Allegations are also made that prisoners at Burnside face difficulties in properly accessing legal counsel. According to staff, they witness problems with receiving disclosure (the evidence to be used at trial). Staff recount that judges have ordered the facility to make sure prisoners are receiving documents, but as no policy changes were made, the problems persist.

“Inmates are very lucky if they manage to get adequate legal representation while on remand,” says the former correctional officer.

Among the unsanitary and dangerous conditions in the jail, former and current correctional officers allege that the holding cells in the admitting area have drains on the floor, and prisoners sleep on the floor beside the drains. 

According to staff who have worked at Burnside, the chronic and dangerous conditions are due to systemic failures of management. Correctional officers describe a “culture of fear” where staff who question policies or raise problems face retaliation. Staff claim that correctional officers are given “no autonomy or discretion” to do their jobs, and anything from talking too long to a prisoner to calling in sick to questioning a management decision can result in being targeted.

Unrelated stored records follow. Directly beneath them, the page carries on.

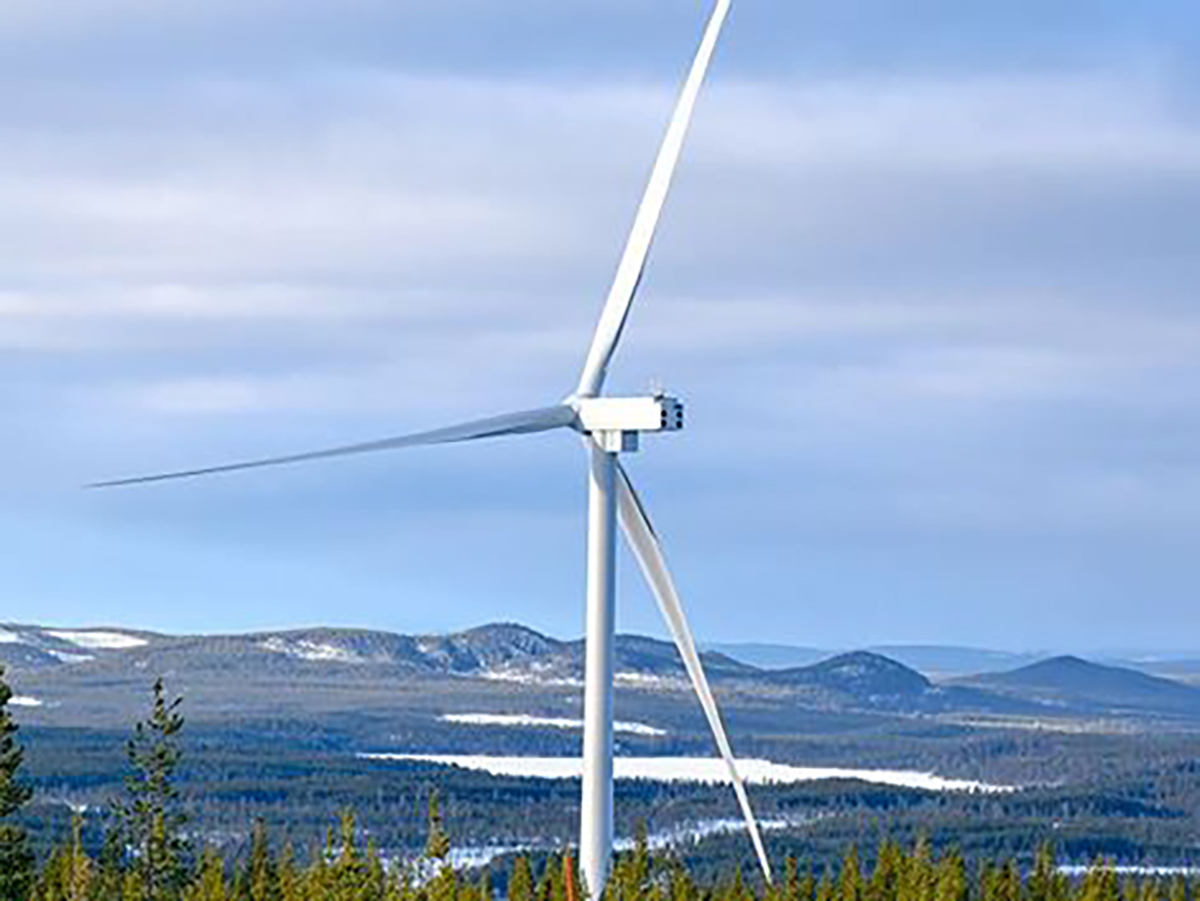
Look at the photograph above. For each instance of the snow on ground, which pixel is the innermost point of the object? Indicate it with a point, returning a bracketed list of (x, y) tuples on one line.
[(648, 682), (526, 678), (676, 836), (1129, 870), (555, 722), (67, 656), (691, 769), (99, 640), (304, 649)]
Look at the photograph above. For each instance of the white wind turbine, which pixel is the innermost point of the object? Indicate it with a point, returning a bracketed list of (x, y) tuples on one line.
[(610, 426)]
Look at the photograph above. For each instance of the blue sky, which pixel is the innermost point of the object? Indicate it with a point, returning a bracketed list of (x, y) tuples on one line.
[(928, 284)]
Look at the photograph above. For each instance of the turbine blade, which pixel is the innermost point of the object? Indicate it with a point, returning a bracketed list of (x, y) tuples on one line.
[(525, 422), (633, 264), (648, 552)]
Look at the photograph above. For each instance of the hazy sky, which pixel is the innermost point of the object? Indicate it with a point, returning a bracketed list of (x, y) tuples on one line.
[(928, 284)]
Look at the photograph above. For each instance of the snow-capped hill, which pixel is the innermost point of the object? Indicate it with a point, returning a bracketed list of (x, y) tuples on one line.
[(30, 647)]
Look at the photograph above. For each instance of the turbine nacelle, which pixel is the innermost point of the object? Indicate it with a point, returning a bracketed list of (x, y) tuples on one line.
[(616, 422)]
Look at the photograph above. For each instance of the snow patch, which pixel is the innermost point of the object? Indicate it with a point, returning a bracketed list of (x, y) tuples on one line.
[(316, 652), (99, 640), (648, 682), (526, 678), (67, 656), (693, 769), (555, 722)]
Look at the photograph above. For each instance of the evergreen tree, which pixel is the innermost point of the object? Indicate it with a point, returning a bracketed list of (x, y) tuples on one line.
[(437, 845), (850, 880), (1045, 883), (150, 817), (17, 871), (259, 877), (952, 878), (67, 875), (521, 881), (111, 871), (210, 882)]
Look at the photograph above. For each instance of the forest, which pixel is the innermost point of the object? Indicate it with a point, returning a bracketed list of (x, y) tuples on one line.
[(143, 847)]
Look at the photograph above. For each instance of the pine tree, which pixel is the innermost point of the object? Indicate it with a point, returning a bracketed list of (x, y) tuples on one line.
[(850, 880), (1045, 883), (437, 844), (521, 881), (261, 877), (289, 880), (111, 872), (17, 871), (210, 882), (952, 878), (150, 817)]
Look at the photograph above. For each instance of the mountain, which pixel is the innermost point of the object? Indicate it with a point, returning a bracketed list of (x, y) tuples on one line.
[(865, 677), (942, 661), (96, 677), (1075, 683), (769, 656), (503, 652), (937, 661)]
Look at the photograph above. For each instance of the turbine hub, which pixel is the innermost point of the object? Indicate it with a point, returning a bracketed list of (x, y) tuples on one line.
[(617, 421)]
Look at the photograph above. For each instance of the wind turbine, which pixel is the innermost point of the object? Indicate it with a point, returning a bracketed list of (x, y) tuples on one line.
[(610, 426)]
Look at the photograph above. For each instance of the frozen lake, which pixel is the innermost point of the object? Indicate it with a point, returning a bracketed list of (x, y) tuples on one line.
[(691, 769)]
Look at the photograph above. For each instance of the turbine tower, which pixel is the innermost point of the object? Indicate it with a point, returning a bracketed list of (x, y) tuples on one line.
[(610, 426)]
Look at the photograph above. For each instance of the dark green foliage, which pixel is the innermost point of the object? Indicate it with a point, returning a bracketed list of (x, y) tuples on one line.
[(16, 859), (151, 823), (437, 845)]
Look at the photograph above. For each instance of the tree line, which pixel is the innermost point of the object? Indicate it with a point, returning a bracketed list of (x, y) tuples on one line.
[(149, 854)]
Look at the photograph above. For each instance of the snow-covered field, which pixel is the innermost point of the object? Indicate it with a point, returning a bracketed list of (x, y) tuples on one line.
[(553, 722), (99, 640), (691, 769), (673, 838)]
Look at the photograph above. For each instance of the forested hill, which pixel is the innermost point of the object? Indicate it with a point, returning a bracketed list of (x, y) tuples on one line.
[(65, 674)]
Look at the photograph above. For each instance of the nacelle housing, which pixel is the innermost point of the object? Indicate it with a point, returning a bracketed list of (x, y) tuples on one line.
[(630, 414)]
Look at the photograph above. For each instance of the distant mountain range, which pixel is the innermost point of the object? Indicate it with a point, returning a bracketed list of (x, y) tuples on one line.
[(93, 677)]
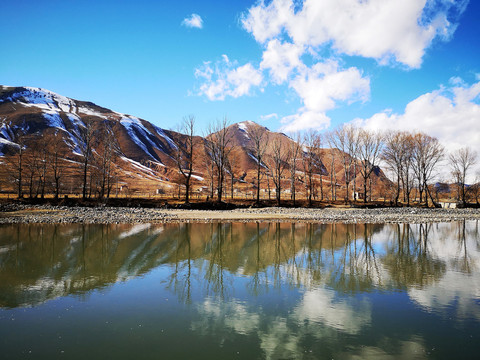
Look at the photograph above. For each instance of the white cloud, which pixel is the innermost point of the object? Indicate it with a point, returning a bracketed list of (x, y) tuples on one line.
[(269, 116), (323, 84), (385, 30), (194, 21), (224, 79), (281, 59), (305, 120), (452, 114), (320, 88)]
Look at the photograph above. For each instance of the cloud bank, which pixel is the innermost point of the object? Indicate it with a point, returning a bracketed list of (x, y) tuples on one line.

Correctional officers claim that this punitive culture results in staff being too afraid to report problems, and lead to reports being filed that ignore and downplay serious issues.

Says the former correctional officer:

This is systemic within Correctional Services. The captain’s manager, the ADSO, then tells the superintendent everything is under control, the superintendent tells the director who is downtown everything is fine at Burnside and up the ladder this continues until everyone who is above the rank of acting captain believes everything is really okay at Burnside.

More serious allegations of retaliation include correctional officers being shuffled around to work unsafe areas without adequate protection. Staff also allege lacking training in key areas like managing mental health ranges, policy changes implemented with no warning, and understaffed ranges opened without adequate preparation.

Staff also report that when they are assaulted in the facility, their phone numbers, Social Insurance Numbers, addresses and other personal information have been made available in the files released to the accused, placing them in fear for their lives.

Correctional officers who needed medical leave due to health issues caused by working in the facility also report facing pay cuts, and having to fight for months and years to have leave or benefits approved.

“I could trust the inmates more than my own management,” says the former correctional officer.

The allegations by guards match the claims made by prisoners about the conditions in the facility.

“There are good women and men locked up on both sides of the bars at Burnside” says the former correctional officer.  “I just keep telling myself this is not normal, not acceptable, and the only reason it isn’t national news is because they are so good at covering everything up.”

El Jones is a poet, journalist, professor, community advocate, and activist. Her work focuses on social justice issues such as feminism, prison abolition, anti-racism, and decolonization.